Colectivos y redes de varones de todo el país adhirieron a un documento público en el marco del aniversario de Ni Una Menos, con el objetivo de expresar su compromiso y reflexión frente a los femicidios y las violencias de género.
En el marco de un nuevo aniversario del grito que reclama Ni Una Menos desde 2015, la Red de Espacios de Masculinidades en Argentina (Rema) impulsó una adhesión pública contra los femicidios y las violencias machistas. La iniciativa surgió tras una reunión virtual realizada el lunes pasado, en la que participaron colectivos de diferentes partes del país que trabajan de manera activista y profesional en la agenda de género y masculinidades.
El documento, titulado “Varones organizados contra los femicidios y las violencias machistas”, fue difundido este jueves en redes sociales. En el texto, los firmantes expresaron su “apuesta a fortalecer, consolidar y expandir el trabajo en red entre colectivos de varones y círculos de hombres” y su “convicción de que las desigualdades y violencias de género son problemas estructurales y requieren de respuestas y soluciones estructurales”.
Asimismo, señalaron que “el estado es responsable, y sin políticas públicas para el trabajo con hombres, toda apuesta autogestionada va a resultar insuficiente”. También manifestaron su “vocación por participar de estas luchas y reconocer nuestra desorientación e incomodidad sobre cómo hacerlo de manera respetuosa y efectiva; sea gestionando espacios de cuidados, reuniéndonos entre pares y/o acompañando las movilizaciones del 3 de junio”.
Luciano Fabbri, del Instituto Masculinidades y Cambio Social, sostuvo que la iniciativa surgió a partir de los intercambios entre los colectivos sobre los últimos femicidios y el contexto del aniversario. “Hay una dimensión que estos colectivos trabajamos históricamente, que tienen que ver con los espacios de reflexión con la claridad de que es necesario romper la complicidad machista y los pactos de silencio”, afirmó. También apuntó a la “inexistencia de políticas públicas orientadas justamente al trabajo con hombres, tanto en la dimensión más preventiva, como en su dimensión más de abordaje en casos en los que ya se ejerció violencia”.

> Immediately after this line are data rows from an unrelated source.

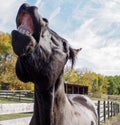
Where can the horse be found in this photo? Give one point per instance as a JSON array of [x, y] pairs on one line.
[[41, 58]]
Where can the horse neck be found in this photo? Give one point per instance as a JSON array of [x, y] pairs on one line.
[[46, 103]]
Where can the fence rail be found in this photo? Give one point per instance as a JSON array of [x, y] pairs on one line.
[[17, 95], [106, 110]]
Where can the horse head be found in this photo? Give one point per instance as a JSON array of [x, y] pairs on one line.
[[45, 51]]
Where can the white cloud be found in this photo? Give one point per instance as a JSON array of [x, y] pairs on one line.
[[38, 3], [98, 37], [8, 11], [54, 13]]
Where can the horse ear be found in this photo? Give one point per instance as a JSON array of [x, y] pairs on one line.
[[45, 21], [72, 55]]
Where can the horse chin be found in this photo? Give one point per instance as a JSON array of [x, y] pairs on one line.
[[21, 41]]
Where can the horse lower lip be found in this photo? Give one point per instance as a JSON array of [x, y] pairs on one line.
[[24, 31]]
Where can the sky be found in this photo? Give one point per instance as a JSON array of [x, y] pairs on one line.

Fabbri agregó que “cuando hablamos de desigualdades y violencia de género, hablamos de un problema estructural y sistemático”. En ese sentido, dijo que “la exigencia al Estado, de implementar políticas públicas, es histórica, permanente”. Y mencionó que “atravesamos una coyuntura, con un gobierno que sistemáticamente desmantela todas estas políticas, las subestima, agravia a quienes de algún modo ponen sobre la agenda el problema; y otros gobiernos que quizás sin tener directamente esa política o discurso, abonaron al desfinanciamiento de esas políticas, en diferentes niveles del estado”.